Essa referência à Inglaterra, nessa conversa do personagem Marmieládov com Raskólnikov, é importante, porque, historicamente, a partir de seu nascedouro na Inglaterra, o capitalismo se espalhou pelo mundo eliminando todos os demais modos de produção (DEÁK, 2013).
Mas, apesar de a Rússia estar presente na Europa, a sociedade russa ainda era semi-feudal e o choque do capitalismo ainda estava se tornando atual. As obras de Dostoiévski retratam uma sociedade imponente, que segue as regras do capitalismo que venceu a “mãe Rússia”. A obra Crime e castigo eclode em reação à chegada do capitalismo ao seio de uma sociedade russa à beira da impulsão.
Outra questão que entra em jogo no diálogo do personagem Marmieládov é que, ainda, a compaixão é proibida até pela ciência. Percebemos aí o racionalismo se tornando presente e consequentemente o Iluminismo se apresentando na Rússia. A ideia é que a compaixão se afasta da ciência, onde esta procurava ser neutra e impessoal. A razão (ciência) era, portanto, o único guia da sabedoria capaz de esclarecer qualquer problema, “assim a ciência se destacaria como detentora e promotora da construção dos saberes” (MELLO; DONATO, 2011, p. 263).
Como conseqüência disso, ou seja, da ciência como uma verdade, também possibilitou ao homem a compreensão e o domínio da natureza (BASSANI; VAZ, 2011). Isso é resultado também do antropocentrismo e do individualismo renascentistas, que incentivaram a investigação científica, que levaram à gradativa separação entre o campo da fé (religião) e o da razão (ciência), determinando profundas transformações no modo de pensar, sentir e agir do homem (CENCI; ROESLER; PROSSER, 2013).
Lembramos também que “o Iluminismo encontrou maior força e recepção aos seus princípios na França – palco de problemas econômicos, religiosos, políticos e sociais –, onde influenciaria sobremaneira a Revolução Francesa […]” (MELLO; DONATO, 2011).
John Locke, Voltaire, Jean-Jacques Rousseau e Denis Diderot: livres pensadores iluministas
Portanto, se a inspiração do Iluminismo proveio, em parte, do racionalismo de Descartes, Spinoza e Hobbes, sendo que os verdadeiros inspiradores do movimento foram Newton e Locke (ITUASSU, 2002), e que por sua vez o Iluminismo influenciou a Revolução Francesa (MELLO; DONATO, 2011), tendo como conseqüência uma forma de ciência, que surge como suporte desse processo de racionalização, fornecendo ao pensamento elementos de segurança calcados em valores baseados na abstração, como disseram Mello e Donato (2011), ao se referirem que os paradigmas consolidados em um segundo momento da história, entre os séculos XVII e XVIII, no saber científico, foi consolidada pela Revolução Francesa, demonstrando que o pré-capitalismo determinou a função sobre a ciência (a tentativa de dominar a natureza / a matéria prima / a Revolução Industrial ocorrendo antes e quase que paralelamente a Francesa).
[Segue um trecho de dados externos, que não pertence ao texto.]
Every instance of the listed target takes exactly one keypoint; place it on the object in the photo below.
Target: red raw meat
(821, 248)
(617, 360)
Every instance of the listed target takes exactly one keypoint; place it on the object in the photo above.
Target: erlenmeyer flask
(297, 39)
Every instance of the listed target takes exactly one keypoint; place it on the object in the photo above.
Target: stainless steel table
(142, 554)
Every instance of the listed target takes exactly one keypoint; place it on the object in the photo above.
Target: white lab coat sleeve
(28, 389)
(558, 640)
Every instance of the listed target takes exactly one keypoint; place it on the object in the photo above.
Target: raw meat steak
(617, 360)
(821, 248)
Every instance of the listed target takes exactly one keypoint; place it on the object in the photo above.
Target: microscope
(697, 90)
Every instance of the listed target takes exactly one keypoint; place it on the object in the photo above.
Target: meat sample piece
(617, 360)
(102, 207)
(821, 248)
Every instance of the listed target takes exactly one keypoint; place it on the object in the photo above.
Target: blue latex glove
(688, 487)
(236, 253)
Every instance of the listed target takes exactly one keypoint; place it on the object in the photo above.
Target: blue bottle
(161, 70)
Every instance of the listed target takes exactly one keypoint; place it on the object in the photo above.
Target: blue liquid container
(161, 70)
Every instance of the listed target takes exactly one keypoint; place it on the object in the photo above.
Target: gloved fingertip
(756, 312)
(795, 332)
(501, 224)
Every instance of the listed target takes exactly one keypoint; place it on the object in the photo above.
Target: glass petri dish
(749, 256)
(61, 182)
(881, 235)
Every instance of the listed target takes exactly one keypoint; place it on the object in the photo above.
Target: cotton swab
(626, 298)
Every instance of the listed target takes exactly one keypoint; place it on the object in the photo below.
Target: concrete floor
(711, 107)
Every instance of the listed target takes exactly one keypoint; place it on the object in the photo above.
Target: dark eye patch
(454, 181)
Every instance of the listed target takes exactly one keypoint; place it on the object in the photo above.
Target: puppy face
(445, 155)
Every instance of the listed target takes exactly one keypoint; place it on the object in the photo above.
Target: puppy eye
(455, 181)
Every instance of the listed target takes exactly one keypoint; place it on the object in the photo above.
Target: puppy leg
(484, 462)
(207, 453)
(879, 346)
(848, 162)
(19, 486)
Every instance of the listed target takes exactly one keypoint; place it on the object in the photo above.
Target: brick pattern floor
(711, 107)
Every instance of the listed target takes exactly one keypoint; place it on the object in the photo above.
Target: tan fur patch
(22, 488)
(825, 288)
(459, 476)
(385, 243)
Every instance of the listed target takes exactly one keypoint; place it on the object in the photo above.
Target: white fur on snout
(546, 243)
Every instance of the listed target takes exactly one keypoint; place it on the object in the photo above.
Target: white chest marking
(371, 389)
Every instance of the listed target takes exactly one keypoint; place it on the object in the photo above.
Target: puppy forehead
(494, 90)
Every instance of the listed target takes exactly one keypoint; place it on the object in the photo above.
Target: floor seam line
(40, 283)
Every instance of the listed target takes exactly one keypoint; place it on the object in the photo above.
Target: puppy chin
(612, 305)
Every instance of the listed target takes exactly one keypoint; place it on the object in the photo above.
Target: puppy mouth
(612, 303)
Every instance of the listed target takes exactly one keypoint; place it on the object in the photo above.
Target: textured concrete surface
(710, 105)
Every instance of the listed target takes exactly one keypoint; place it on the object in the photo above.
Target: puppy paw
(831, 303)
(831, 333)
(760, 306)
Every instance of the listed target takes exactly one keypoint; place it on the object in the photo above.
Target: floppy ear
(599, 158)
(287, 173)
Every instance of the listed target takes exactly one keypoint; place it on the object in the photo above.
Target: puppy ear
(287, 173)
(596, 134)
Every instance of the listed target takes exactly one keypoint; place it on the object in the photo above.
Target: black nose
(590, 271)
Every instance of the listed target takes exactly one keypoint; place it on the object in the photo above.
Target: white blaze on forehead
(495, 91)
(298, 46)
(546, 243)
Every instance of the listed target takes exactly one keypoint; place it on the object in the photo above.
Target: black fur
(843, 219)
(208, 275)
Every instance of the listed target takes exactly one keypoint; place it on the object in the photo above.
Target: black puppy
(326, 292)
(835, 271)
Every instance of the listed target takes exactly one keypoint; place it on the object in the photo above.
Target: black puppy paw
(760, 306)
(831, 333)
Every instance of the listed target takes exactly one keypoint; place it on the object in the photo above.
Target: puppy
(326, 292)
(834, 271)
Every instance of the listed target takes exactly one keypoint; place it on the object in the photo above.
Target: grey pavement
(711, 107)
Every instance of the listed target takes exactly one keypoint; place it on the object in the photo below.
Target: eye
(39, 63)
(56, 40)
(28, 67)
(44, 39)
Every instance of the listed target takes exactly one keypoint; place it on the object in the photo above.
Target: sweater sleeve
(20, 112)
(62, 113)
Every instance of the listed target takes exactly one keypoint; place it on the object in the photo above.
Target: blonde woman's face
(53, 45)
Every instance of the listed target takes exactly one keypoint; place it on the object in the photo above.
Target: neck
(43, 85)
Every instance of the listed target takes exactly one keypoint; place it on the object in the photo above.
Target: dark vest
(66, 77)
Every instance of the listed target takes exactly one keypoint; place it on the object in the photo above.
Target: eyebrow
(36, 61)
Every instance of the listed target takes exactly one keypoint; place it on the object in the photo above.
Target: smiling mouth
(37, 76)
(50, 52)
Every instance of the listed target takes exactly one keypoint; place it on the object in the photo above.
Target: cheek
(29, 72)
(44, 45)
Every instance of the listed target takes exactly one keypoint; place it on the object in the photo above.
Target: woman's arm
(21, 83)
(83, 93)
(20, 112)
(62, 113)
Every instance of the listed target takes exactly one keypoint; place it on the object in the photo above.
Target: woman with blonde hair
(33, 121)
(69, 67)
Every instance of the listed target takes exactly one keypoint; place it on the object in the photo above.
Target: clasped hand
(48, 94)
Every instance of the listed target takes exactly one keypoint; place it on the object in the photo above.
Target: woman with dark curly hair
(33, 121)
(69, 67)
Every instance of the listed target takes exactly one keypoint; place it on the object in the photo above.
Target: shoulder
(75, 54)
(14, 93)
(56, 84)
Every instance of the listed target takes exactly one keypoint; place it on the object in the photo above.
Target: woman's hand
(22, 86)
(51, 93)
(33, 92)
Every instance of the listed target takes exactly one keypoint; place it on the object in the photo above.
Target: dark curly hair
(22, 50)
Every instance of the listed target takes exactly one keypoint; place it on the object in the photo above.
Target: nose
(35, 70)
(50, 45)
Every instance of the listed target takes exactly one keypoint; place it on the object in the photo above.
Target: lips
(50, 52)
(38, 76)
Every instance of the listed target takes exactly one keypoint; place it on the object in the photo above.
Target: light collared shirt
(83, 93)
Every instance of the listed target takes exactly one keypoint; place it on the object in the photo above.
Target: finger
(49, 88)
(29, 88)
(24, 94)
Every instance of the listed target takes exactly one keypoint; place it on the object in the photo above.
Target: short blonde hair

A Revolução Francesa, em síntese, através da Constituição de 1791, estabeleceu na França as linhas gerais para o surgimento de uma sociedade burguesa e capitalista em lugar da anterior, feudal e aristocrática. Apesar disso, este projeto não teve muita sustentação, logo de início.
De qualquer forma, foi no século XIX, quando Dostoiévski vivia e escrevia muito, que o Capitalismo criou força. O capitalismo se tornou dominante no mundo ocidental depois da queda do feudalismo e gradualmente se espalhou pela Europa e, nos séculos XIX e XX, forneceu o principal meio de industrialização na maior parte do mundo.
Devido a burguesia da época e o que viria a ser o liberalismo, de certa forma, se apresentando aos poucos, Dostoiévski, em sua obra Crime e Castigo, ainda na sua primeira parte (a obra é divida em seis partes e um epílogo), no diálogo entre os personagens Marmieládov e Raskólnikov, tenta expor que o Capitalismo, ainda não nomeado assim, é desumano devido a falta de compaixão e a exploração do ser humano pelo ser humano.
Raskólnikov na cena do filme “Crime e castigo” produzido pela BBC
Esse juízo de fatos históricos, que desenvolvemos aqui, se voltando à obra Crime e Castigo, se faz necessário para poder entendermos essa literatura de Dostoiévski, já que os trabalhos desse escritor, apesar de tantas interpretações, exigem do leitor praticamente tanta garra e tanta erudição quanto demonstra ter o próprio autor, ou seja, exige um conhecimento amplo da história do pensamento filosófico.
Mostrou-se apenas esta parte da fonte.